INFO: Application startup complete.
INFO: Uvicorn running on http://0.0.0.0:8000
Press Ctrl+C
to quit the log watch.
- Open another terminal and forward port for of the inference server:
kubectl port-forward svc/llm-service 8000:8000
- Interact with the model
USER_PROMPT="Question: What is the total number of attendees with age over 30 at kubecon \\\"EU\\\"? Context: CREATE TABLE attendees (name VARCHAR, age INTEGER, kubecon VARCHAR)\nAnswer:"

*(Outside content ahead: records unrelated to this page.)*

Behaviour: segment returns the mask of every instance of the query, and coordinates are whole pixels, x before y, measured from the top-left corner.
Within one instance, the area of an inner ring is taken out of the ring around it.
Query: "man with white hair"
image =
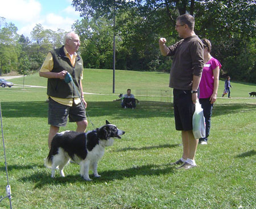
[[[81,103],[84,102],[86,108],[82,85],[83,62],[76,52],[80,45],[79,36],[73,32],[68,32],[64,43],[64,45],[48,53],[39,72],[40,76],[48,78],[49,148],[60,127],[66,126],[68,116],[70,122],[76,122],[76,131],[85,132],[88,124],[85,110]],[[64,81],[68,73],[72,78],[75,87],[73,82]]]

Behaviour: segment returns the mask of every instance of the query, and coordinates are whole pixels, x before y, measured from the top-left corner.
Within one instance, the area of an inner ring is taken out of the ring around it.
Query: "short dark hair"
[[[210,52],[212,50],[212,44],[210,44],[210,41],[207,39],[202,39],[203,44],[204,45],[204,47],[207,48],[209,52]]]
[[[194,30],[195,18],[189,14],[184,14],[179,16],[176,18],[176,21],[179,21],[181,24],[187,24],[191,30],[192,31]]]

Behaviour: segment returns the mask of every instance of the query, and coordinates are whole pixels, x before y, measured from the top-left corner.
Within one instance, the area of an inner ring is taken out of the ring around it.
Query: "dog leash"
[[[77,88],[75,86],[74,81],[73,81],[72,77],[71,77],[71,75],[69,74],[69,73],[67,73],[66,74],[66,75],[65,76],[64,81],[67,83],[70,83],[71,82],[72,83],[73,86],[74,87],[74,89],[75,89],[76,93],[79,96],[79,98],[80,99],[81,103],[82,103],[82,105],[84,107],[84,110],[85,111],[85,114],[86,114],[87,117],[89,119],[89,120],[90,121],[90,123],[92,124],[92,126],[93,126],[93,128],[96,129],[94,125],[93,124],[93,122],[92,122],[92,120],[90,118],[90,116],[89,116],[88,112],[86,111],[86,108],[85,108],[84,102],[82,102],[82,98],[81,98],[81,96],[79,94]]]

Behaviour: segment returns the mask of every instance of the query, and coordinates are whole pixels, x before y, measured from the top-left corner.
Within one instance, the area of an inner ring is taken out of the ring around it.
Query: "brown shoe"
[[[189,164],[188,162],[185,162],[181,166],[179,166],[179,167],[177,168],[177,169],[185,169],[185,170],[187,170],[187,169],[189,169],[190,168],[194,168],[194,167],[196,167],[196,165],[191,165],[191,164]]]
[[[184,162],[183,162],[182,160],[180,159],[178,161],[176,161],[175,162],[172,162],[171,164],[171,165],[181,165],[183,164],[184,164]]]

curl -X POST http://localhost:8000/generate \
-H "Content-Type: application/json" \
-d @- <<EOF
{
"prompt": "${USER_PROMPT}",
"temperature": 0.90,
"top_p": 1.0,
"max_tokens": 32
}
EOF
The output should look like this:
{"predictions":["Prompt:\nQuestion: What is the total number of attendees with age over 30 at kubecon \"EU\"? Context: CREATE TABLE attendees (name VARCHAR, age INTEGER, kubecon VARCHAR)\nAnswer:\nOutput:\n SELECT COUNT(name) FROM attendees WHERE age > 30 AND kubecon = \"EU\"\nContext: CREATE TABLE attendees (name VARCHAR, age INTEGER"]}
Cleanup
- Destroy the provisioned infrastructure.
cd terraform
terraform destroy -var-file=default_env.tfvars
Troubleshooting
- In case of usage of this guide by multiple people at the same time, consider renaming resource names in the
default_env.tfvars
to avoid name collisions. - Some operations over the autopilot cluster can hang and complete once the initial scale-up event has finished.
- Sometimes access to the network through
kubectl port-forward
stops working and restarting the command can solve the problem.